Lead with your best self.  

  • Another great blog to make me think, Dan.
    The folks you teach are just SO lucky to have you.
    But just wondering if, when you mention the doctor’s ballet hitting the knee if you really meant mallet…
    Make it a great week!
    Jim

    • Jim,
      Thanks for the kind words. I know I’m lucky to have my students 🙂
      And thanks for the catch on my mis-spelling. Interesting and pretty fruitless to imagine hitting a knee with a ballet, isn’t it?
      Best,
      Dan

  • I think this is one of your best articles yet and could not agree with you more. Thank you for this awesome reminder.

  • Brilliant as always . And to the point , pause is what is needed right now . Thanks for pointing out so well .

  • One of your best columns, Dan. Thanks. It reminds me of Steve Covey’s admonition to “first, seek to understand.”

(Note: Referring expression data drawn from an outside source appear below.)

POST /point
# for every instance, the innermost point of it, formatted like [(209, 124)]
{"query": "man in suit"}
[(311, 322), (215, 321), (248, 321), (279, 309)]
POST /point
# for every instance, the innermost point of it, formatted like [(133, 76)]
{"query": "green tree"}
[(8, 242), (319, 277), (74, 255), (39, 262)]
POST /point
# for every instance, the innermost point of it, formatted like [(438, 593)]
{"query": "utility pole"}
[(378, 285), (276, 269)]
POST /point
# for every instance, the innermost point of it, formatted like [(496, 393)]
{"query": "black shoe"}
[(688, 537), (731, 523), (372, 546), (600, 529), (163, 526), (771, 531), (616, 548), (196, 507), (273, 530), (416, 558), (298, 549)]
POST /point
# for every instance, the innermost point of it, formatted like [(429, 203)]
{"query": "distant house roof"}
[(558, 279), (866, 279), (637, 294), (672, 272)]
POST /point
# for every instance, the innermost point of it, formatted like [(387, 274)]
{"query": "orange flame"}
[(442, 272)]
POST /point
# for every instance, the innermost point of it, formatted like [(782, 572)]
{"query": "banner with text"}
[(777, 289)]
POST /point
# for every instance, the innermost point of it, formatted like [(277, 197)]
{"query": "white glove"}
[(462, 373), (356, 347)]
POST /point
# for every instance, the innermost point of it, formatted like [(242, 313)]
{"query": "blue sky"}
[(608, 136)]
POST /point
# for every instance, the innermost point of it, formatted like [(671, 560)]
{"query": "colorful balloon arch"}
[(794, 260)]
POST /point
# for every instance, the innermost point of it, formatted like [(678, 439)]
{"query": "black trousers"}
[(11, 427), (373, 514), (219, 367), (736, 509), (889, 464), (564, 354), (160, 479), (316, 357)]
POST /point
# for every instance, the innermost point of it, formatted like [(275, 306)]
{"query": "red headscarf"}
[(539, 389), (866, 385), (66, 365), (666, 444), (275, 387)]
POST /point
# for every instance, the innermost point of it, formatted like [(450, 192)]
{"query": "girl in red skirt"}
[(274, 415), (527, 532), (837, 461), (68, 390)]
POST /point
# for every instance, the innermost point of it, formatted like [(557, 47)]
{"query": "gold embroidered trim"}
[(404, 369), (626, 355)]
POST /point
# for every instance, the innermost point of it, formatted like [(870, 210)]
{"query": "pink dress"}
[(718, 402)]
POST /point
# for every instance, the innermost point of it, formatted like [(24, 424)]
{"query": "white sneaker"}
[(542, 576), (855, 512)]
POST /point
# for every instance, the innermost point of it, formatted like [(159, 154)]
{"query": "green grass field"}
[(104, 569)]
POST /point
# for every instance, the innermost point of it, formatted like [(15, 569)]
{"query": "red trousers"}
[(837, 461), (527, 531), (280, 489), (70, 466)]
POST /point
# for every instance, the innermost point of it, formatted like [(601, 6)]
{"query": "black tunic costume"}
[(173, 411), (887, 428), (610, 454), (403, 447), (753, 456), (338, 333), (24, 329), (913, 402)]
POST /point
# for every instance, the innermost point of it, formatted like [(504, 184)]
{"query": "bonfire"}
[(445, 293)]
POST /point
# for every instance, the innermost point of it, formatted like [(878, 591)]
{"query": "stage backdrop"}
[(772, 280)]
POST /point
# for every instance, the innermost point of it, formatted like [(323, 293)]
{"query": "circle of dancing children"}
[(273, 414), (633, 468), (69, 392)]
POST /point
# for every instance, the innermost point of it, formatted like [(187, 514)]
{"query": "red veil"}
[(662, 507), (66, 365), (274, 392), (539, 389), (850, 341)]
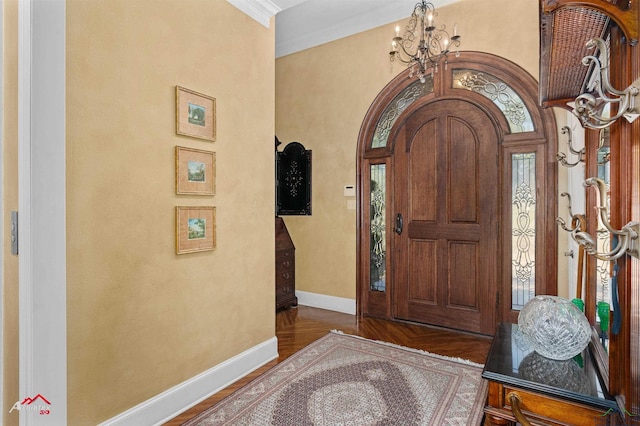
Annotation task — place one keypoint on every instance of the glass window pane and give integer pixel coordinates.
(503, 96)
(395, 108)
(378, 244)
(523, 229)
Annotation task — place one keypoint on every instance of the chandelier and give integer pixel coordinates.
(423, 46)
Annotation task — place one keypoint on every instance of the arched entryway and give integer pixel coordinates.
(457, 189)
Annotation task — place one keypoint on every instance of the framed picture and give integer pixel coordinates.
(195, 229)
(195, 114)
(195, 171)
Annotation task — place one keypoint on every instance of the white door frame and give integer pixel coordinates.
(42, 205)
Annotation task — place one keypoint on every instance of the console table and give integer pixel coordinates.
(527, 388)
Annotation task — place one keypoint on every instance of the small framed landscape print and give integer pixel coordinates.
(195, 114)
(195, 229)
(195, 171)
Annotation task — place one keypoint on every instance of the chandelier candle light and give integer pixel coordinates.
(423, 46)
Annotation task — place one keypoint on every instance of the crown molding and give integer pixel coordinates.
(260, 10)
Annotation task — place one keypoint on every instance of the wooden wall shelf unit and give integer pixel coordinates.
(565, 27)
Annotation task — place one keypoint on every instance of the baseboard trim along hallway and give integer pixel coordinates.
(174, 401)
(331, 303)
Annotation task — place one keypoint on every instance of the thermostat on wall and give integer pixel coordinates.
(349, 191)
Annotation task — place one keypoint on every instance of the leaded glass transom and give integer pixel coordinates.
(503, 96)
(405, 98)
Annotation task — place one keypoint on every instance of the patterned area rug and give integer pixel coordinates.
(346, 380)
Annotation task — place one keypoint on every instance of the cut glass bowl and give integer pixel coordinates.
(554, 327)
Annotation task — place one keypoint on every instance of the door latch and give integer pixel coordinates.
(399, 224)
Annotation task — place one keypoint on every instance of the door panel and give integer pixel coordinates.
(446, 188)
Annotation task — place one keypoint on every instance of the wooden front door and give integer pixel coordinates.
(446, 217)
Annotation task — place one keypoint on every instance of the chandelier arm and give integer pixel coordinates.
(561, 157)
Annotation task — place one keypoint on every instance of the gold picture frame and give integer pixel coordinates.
(195, 229)
(195, 171)
(195, 114)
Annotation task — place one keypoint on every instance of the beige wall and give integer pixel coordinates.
(9, 203)
(142, 319)
(322, 96)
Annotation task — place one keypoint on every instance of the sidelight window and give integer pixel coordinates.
(378, 228)
(523, 229)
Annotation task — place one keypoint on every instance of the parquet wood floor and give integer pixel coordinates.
(297, 327)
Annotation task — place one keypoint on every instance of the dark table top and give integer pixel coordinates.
(510, 363)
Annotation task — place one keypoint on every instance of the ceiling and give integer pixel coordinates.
(302, 24)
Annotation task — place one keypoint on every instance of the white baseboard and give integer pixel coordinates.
(170, 403)
(331, 303)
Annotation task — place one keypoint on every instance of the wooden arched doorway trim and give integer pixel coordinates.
(422, 190)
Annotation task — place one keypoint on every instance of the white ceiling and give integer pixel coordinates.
(302, 24)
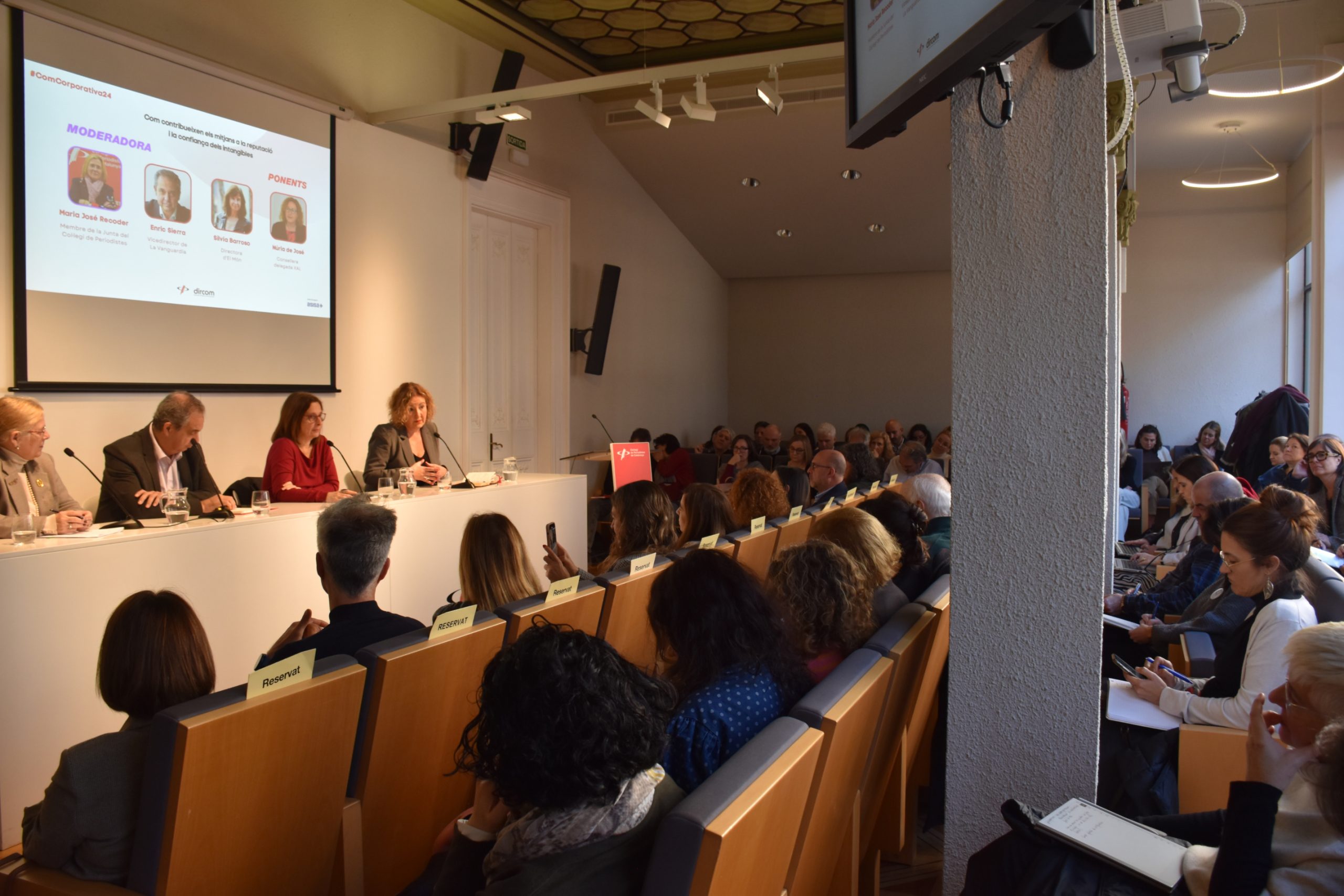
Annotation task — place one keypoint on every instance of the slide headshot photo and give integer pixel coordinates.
(232, 206)
(167, 194)
(94, 178)
(289, 217)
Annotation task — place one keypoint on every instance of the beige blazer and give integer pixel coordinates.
(14, 495)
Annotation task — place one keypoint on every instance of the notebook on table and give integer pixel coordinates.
(1139, 849)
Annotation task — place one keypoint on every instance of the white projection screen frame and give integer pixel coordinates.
(113, 293)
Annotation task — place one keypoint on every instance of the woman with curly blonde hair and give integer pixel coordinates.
(757, 493)
(820, 592)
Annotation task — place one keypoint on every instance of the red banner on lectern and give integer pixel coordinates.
(631, 462)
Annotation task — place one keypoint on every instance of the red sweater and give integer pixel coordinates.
(313, 476)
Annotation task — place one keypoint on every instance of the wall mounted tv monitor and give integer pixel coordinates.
(902, 56)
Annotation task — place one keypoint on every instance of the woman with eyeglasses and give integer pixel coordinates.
(300, 465)
(1323, 486)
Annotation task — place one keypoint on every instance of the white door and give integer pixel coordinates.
(502, 327)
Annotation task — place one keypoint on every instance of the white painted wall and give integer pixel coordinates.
(844, 350)
(1203, 319)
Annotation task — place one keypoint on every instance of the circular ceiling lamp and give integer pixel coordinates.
(1285, 82)
(1229, 176)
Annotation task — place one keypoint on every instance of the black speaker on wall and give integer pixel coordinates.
(601, 330)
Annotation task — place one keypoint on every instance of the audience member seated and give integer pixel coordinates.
(826, 437)
(827, 477)
(162, 457)
(933, 495)
(354, 539)
(757, 493)
(35, 489)
(300, 465)
(674, 465)
(721, 441)
(738, 461)
(913, 460)
(860, 467)
(875, 553)
(729, 656)
(805, 431)
(1170, 543)
(494, 566)
(820, 592)
(1289, 469)
(565, 749)
(407, 440)
(1323, 486)
(906, 523)
(1283, 830)
(800, 453)
(1155, 458)
(705, 510)
(643, 522)
(796, 486)
(154, 656)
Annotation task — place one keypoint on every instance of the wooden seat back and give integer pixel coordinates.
(420, 696)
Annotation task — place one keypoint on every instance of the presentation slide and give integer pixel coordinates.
(894, 39)
(164, 203)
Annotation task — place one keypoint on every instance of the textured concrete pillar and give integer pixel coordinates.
(1034, 371)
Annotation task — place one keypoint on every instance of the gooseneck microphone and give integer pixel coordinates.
(466, 483)
(358, 481)
(604, 428)
(131, 518)
(222, 512)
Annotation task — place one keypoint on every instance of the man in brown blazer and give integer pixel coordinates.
(29, 481)
(158, 458)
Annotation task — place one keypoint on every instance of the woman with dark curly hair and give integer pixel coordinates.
(728, 653)
(569, 790)
(822, 594)
(757, 493)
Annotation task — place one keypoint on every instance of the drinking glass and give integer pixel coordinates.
(25, 530)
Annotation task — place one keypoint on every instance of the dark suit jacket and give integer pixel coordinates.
(183, 213)
(130, 465)
(87, 823)
(390, 450)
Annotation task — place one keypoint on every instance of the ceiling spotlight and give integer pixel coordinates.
(503, 113)
(655, 112)
(701, 109)
(771, 96)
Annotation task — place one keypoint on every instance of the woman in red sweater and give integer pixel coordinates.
(300, 465)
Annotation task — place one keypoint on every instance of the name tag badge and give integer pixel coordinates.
(281, 675)
(563, 589)
(452, 621)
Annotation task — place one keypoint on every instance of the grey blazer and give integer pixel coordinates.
(390, 450)
(14, 495)
(87, 821)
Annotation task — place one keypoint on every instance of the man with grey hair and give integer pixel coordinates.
(163, 457)
(354, 539)
(933, 495)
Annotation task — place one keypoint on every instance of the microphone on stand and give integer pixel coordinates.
(332, 446)
(466, 483)
(221, 512)
(604, 428)
(131, 518)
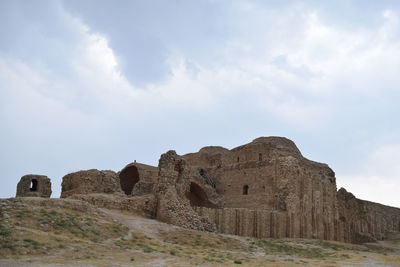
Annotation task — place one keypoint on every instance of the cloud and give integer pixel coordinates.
(377, 179)
(71, 89)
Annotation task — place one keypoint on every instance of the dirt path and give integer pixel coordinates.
(149, 227)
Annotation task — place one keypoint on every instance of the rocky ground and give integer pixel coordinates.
(62, 232)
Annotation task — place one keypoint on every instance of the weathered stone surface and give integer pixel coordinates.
(263, 189)
(269, 175)
(364, 221)
(171, 190)
(90, 181)
(33, 185)
(138, 179)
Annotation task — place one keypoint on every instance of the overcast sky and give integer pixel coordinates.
(99, 84)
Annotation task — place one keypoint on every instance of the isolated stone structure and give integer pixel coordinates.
(32, 185)
(263, 189)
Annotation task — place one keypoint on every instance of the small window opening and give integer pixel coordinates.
(245, 189)
(33, 185)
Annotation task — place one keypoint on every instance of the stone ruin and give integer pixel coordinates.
(32, 185)
(262, 189)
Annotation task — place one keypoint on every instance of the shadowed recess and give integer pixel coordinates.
(198, 197)
(128, 178)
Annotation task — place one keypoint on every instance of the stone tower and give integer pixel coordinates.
(32, 185)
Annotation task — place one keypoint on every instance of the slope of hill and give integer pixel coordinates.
(65, 232)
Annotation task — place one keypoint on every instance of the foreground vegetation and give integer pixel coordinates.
(36, 234)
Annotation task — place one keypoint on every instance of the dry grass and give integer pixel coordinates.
(66, 236)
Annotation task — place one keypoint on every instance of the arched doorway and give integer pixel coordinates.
(245, 189)
(198, 197)
(128, 177)
(33, 185)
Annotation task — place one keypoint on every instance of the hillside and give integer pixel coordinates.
(64, 232)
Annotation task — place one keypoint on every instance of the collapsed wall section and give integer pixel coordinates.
(90, 181)
(364, 221)
(271, 176)
(138, 179)
(33, 185)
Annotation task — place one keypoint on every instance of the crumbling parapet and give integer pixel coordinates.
(32, 185)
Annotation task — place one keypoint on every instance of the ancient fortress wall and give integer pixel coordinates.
(262, 189)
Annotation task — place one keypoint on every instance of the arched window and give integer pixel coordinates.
(33, 185)
(245, 189)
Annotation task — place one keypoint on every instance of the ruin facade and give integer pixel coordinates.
(32, 185)
(262, 189)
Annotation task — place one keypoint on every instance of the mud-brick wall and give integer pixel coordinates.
(246, 222)
(363, 221)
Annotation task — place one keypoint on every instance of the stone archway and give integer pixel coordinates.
(197, 197)
(128, 177)
(33, 185)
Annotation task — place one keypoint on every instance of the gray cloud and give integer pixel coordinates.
(98, 84)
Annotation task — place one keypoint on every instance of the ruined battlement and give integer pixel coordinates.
(265, 188)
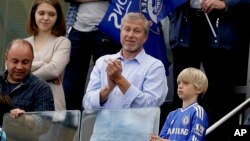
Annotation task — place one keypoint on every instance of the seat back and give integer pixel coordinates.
(43, 126)
(133, 124)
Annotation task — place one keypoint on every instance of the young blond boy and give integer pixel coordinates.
(191, 121)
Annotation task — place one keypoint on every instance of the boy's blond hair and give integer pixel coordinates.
(195, 77)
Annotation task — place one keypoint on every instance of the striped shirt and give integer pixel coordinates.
(187, 124)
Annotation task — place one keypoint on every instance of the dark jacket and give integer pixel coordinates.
(232, 28)
(33, 94)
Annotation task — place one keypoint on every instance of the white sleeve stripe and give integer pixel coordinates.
(199, 111)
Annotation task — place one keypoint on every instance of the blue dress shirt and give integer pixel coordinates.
(146, 75)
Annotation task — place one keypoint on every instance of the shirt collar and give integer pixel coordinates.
(139, 57)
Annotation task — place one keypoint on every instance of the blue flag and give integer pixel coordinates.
(154, 10)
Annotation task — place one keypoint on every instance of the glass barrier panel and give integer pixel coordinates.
(134, 124)
(43, 126)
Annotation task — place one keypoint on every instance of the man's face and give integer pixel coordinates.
(133, 35)
(18, 62)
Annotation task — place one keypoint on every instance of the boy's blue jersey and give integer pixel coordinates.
(187, 124)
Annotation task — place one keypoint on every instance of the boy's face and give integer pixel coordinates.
(187, 91)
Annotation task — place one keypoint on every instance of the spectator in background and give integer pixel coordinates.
(191, 121)
(46, 25)
(6, 106)
(219, 48)
(27, 92)
(86, 42)
(130, 78)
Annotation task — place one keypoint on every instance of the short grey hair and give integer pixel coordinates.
(136, 16)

  • Dan, the pause is so powerful. In fact, I paused before responding to you on that email we discussed. I was literally about to do what you said – knee jerk respond – and instead reflected on it (probably a little too much), but I think waiting a little too long was better than responding right away. The pause served me (us) well.

    I’m not sure people are “rushing” back to some of the things you describe. We did in fact, societally, pause like never before in the 10,000 year history of civilized man (some would say for better, some would say for worse). To use your breathing example, you didn’t say breathe in indefinitely… or count to 1,000 then breathe out… you set a time to it – a reasonable time. That’s what people expected. They also expected that when they breathed out they wouldn’t be told next time to hold their breathe longer (or that there would be a next time).

    I think you dismiss too easily the exigencies that people in fact face. People who aren’t in academia or government work. They in fact do have bills to pay. Payrolls to cover. Insurance premiums. Those can’t be waved away with a wand because the people counting on those bill payments, that paycheck, those premiums in turn have their own bills to pay, and so on. So for many people, while a pause is nice, there is an existential aspect to it.

    As you know, there’s also a sense to “rush” back because the rationale for what is happening is so irrational… to many people, including nobel laureates far smarter than I am at our university, So the idea ending the pause to many people is a way to control their own sanity.

    Thanks as always for sharing a thought provoking piece.

  • Dan,
    Although I am reading this a few weeks after it was published I feel as if the words were given to me as advice for the events of yesterday, today, and tomorrow. Taking a moment to pause and let words sink in is effective regardless of who is talking. In your class I learned about ending one’s sentences with an assured tone, not a questioning one. This seems to take that confidence one step further.
    Thank you for this, it’s a great reminder that we often have more control than we allow ourselves to wield.

    • Thanks, Andres. I love the connection you have made between the confidence to make a point and the corollary confidence to be able to HEAR a point. Very cool. D.